Nello stesso anno fu rifatta la campana maggiore del peso di circa 550 kg, tuttora esistente.

Nel 1805 la parrocchia frinchese fu inserita nel vicariato di Cunico.

Nel 1817 divenne unità pastorale del vicariato di Montechiaro.

Nel 1826 con le offerte dei parrocchiani fu costruita una campana di circa 230 kg, tuttora esistente.

Nel 1830 sempre con le offerte fu costruita la campana mezzana di circa 470 kg, tuttora esistente.

Dal 1842 il parroco venne affiancato da un vice-curato, il quale riceveva dal Comune una sovvenzione annuale di 500 lire.

Nel 1883 la chiesa fu ampliata su iniziativa del parroco don Pietro Conti, edificando una nuova navata laterale destra che aumentò la capienza di un terzo. Il continuo aumento della popolazione aveva reso insufficiente la capacità di accogliere i fedeli della chiesa, infatti la popolazione di Frinco nel 1742 era di 757 abitanti, nel 1836 era divenuta di 1200 e nel 1883 addirittura passata a 1612 anime.

Nel 1895 la chiesa venne ulteriormente ampliata, nuovamente per l’impegno dello stesso parroco Conti, con la costruzione della navata sinistra verso il castello, identica alla destra già realizzata.
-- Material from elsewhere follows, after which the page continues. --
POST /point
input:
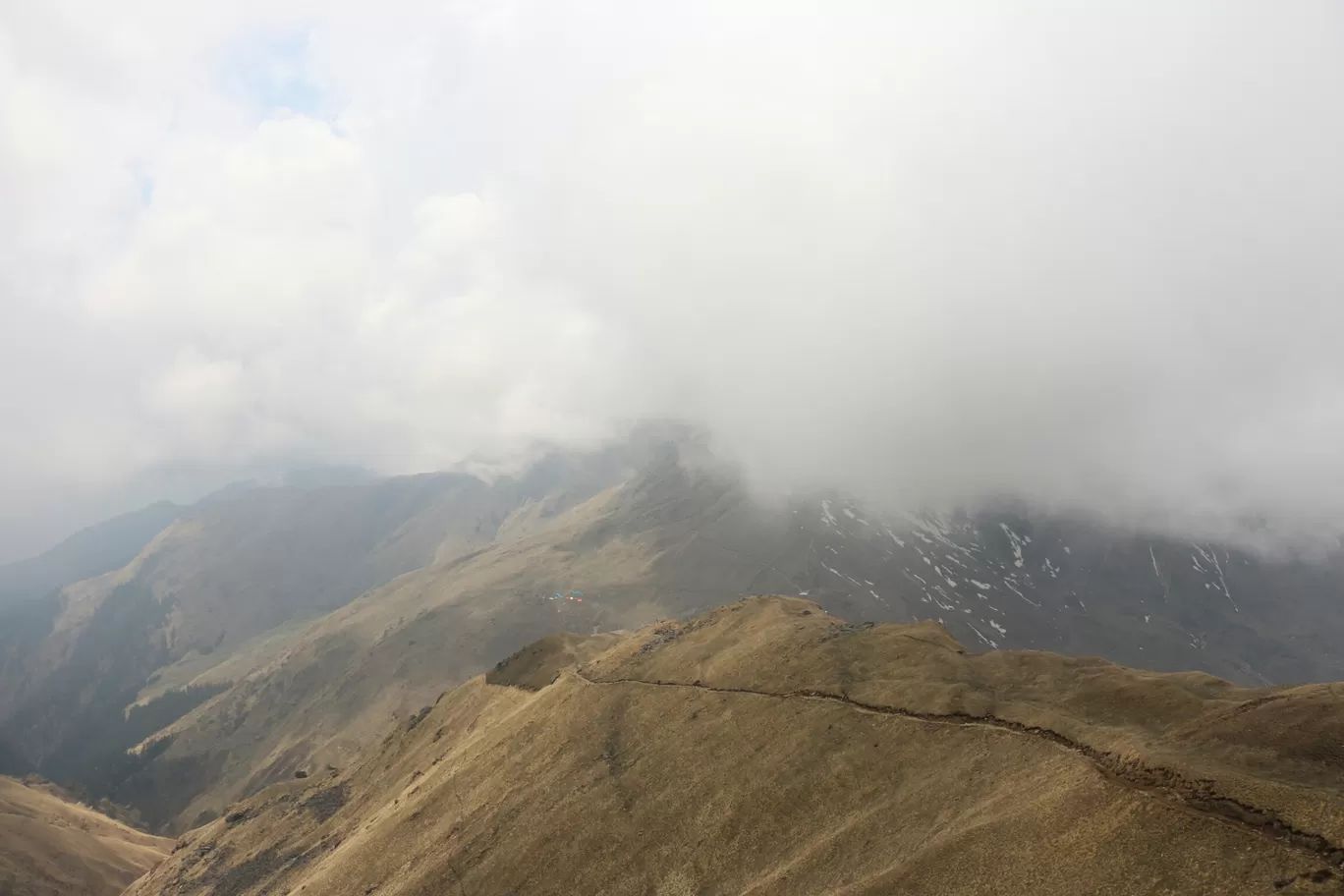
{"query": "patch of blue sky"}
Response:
(269, 73)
Nel 1897 furono ultimati i lavori che prevedevano anche il prolungamento dell’edificio arretrando di due arcate l’abside per far spazio ai fedeli, considerato il fatto che la popolazione di Frinco aveva raggiunto il considerevole numero di 2007 abitanti. Nel contempo le panche vennero sostituite dai banchi con inginocchiatoio ed il pulpito spostato sulla parte sinistra della navata centrale.
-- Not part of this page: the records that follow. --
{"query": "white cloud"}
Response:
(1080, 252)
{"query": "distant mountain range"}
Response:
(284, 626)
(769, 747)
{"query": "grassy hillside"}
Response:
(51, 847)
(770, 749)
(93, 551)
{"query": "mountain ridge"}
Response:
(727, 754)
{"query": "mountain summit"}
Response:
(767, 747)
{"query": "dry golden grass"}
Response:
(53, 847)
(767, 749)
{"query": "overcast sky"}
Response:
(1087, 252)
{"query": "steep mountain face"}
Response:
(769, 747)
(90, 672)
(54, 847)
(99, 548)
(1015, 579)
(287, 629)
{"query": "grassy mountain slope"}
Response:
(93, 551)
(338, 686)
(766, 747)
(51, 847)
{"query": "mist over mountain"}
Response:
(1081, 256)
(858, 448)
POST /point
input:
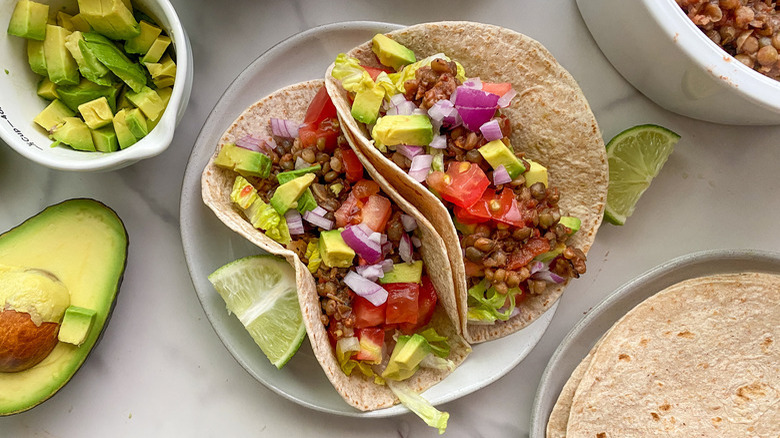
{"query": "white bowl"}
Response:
(19, 103)
(657, 48)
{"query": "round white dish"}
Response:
(208, 244)
(659, 50)
(578, 342)
(19, 103)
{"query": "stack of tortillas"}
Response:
(700, 358)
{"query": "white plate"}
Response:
(208, 244)
(576, 345)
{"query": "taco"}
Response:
(493, 141)
(362, 254)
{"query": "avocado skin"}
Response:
(32, 232)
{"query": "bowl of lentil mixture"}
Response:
(710, 60)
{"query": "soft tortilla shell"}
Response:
(216, 184)
(699, 358)
(551, 122)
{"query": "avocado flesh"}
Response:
(63, 239)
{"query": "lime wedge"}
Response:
(635, 157)
(261, 292)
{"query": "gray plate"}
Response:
(576, 345)
(208, 244)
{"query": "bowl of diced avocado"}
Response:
(92, 85)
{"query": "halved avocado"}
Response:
(83, 243)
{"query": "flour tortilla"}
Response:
(697, 359)
(551, 122)
(217, 183)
Nel 1911 fu commissionato l’organo che ancora oggi è in dotazione alla chiesa, per volere del parroco don Giovanni Battista Ponzo. I lavori proseguirono per tre anni visto che l’organo a canne fu costruito direttamente sul posto dalla ditta Lingua di Torino.
L’organo fu dotato di una elettroventola nel 1943 e nel 1987 fu restaurato per volere del parroco don Guido Martini dall’organaro Dorigato di Chambave (AO).

Nel 1925 il parroco don Ponzo fece restaurare il tetto della navata centrale e nello stesso anno fece decorare le volte e le pareti interne dal pittore Giuseppe Gardino.

Nel 1928 lo stesso parroco si adoperò per rifare la facciata che prese l’estetica attuale con le tre porte d’ingresso.

Nel 1942 il parroco don Giovanni Riccio fece eseguire altri lavori: risanamento della parete esterna lato castello, sostituzione della balaustra in marmo, un nuovo battistero.

Nel 1959 don Rosso fece restaurare le decorazioni interne risalenti al 1925, sistemò il tetto, migliorò la scalinata dell’altare maggiore e fece installare un tabernacolo blindato.

Nel 1963 viene automatizzato il sistema campanario del campanile, sino ad allora affidato ai campanari, ultimo dei quali fu Giuseppe Varesio.

Nel 1995 furono compiuti alcuni lavori di consolidamento, necessari a causa di una crepa generata dall’instabilità del sottosuolo.

Nel 1997 viene installata una suggestiva illuminazione notturna del campanile.